In effect, the Ukrainian/US/NATO plan to manoeuvre a flank attack and encircle the Russian troops was thwarted with minimal losses. On the other hand, Ukrainians also admit that Russians inflicted significant losses of manpower on their opponents (who included a big chunk of fighters from NATO countries.)
But the Russian military also made mistakes. Thus, their forward positions were not mined — inexplicably enough; frontline intelligence gathering was deficient; and, the residual Russian troops (drawn down to one-third of full strength) were not even equipped with anti-tank weapons.
The single biggest outcome of the past week’s happenings is that the conflict has assumed the nature of a full-fledged war. Zyuganov was not off the mark when he said in his Russian state Duma speech:
“The military-political operation… has escalated into a full-fledged war, which has been declared against us by the Americans, NATO members, and a unified Europe.
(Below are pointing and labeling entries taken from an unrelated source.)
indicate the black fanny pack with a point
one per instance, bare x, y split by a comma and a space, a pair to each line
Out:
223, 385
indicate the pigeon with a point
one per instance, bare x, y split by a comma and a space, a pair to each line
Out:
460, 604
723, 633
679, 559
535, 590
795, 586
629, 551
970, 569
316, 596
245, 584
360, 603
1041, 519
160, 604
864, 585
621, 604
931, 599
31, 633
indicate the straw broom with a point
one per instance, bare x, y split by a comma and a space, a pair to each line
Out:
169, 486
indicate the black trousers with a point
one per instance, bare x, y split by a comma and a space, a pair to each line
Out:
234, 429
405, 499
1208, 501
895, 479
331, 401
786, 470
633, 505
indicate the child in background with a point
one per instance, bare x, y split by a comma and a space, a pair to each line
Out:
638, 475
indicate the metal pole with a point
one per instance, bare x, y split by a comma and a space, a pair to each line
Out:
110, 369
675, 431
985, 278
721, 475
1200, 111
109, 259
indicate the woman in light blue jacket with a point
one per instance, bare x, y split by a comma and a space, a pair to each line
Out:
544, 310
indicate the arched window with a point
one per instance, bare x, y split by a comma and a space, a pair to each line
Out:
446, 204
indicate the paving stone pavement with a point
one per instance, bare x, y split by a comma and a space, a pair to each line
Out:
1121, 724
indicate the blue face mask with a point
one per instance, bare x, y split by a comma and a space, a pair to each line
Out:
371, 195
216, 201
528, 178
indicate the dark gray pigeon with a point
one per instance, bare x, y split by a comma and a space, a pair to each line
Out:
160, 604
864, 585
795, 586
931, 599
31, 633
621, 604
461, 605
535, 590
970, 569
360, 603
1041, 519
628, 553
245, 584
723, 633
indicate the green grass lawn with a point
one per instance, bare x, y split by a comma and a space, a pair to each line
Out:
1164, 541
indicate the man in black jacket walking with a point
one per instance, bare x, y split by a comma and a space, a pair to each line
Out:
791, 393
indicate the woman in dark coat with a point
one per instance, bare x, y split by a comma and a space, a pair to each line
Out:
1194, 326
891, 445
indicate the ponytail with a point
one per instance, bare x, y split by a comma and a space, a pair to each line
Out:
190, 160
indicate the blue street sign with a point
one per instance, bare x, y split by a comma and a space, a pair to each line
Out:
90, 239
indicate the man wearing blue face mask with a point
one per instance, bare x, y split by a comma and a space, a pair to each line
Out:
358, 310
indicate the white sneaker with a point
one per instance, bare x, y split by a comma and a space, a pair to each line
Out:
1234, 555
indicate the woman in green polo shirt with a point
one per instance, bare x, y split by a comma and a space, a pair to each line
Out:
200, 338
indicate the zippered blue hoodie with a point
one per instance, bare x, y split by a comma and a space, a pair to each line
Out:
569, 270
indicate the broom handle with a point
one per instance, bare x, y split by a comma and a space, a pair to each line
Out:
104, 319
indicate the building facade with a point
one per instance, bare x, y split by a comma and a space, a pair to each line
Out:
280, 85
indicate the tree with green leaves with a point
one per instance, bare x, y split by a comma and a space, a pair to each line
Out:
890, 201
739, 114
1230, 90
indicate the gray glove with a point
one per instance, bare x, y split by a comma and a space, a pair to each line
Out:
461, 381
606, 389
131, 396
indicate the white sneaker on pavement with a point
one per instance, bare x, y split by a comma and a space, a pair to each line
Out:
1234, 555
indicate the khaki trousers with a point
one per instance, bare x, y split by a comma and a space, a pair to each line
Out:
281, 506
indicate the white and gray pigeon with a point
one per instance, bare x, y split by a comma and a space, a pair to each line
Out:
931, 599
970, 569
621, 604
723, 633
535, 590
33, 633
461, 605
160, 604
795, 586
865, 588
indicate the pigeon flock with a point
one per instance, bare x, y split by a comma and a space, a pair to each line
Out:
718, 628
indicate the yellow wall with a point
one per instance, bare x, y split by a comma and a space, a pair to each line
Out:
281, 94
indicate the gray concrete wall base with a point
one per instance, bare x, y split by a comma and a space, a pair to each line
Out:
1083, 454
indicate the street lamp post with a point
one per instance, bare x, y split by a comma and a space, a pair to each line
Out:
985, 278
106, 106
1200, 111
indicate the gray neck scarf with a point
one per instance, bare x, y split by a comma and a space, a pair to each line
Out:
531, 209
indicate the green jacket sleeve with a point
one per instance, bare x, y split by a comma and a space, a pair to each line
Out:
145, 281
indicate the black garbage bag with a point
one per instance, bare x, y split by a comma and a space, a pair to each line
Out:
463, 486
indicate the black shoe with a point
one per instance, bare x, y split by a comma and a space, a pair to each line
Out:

“A war is fundamentally different from a special operation. A special operation is something you announce — and something you can choose to put an end to. A war is something you can’t stop even if you want to. You have to fight to the end. War has two possible outcomes: victory or defeat.”
Putin has a big decision to make now. For, while the good part for the Russian military may be that the frontline has been straightened and large Russian reserves are being transferred to the battlefields, de facto, a state of war exists now between Russia and NATO.
The recent phone calls to Putin in quick succession by French President Emmanuel Macron and German Chancellor Olaf Scholz, after an interlude of months, signals that an exigency may have arisen to re-engage the Kremlin leader.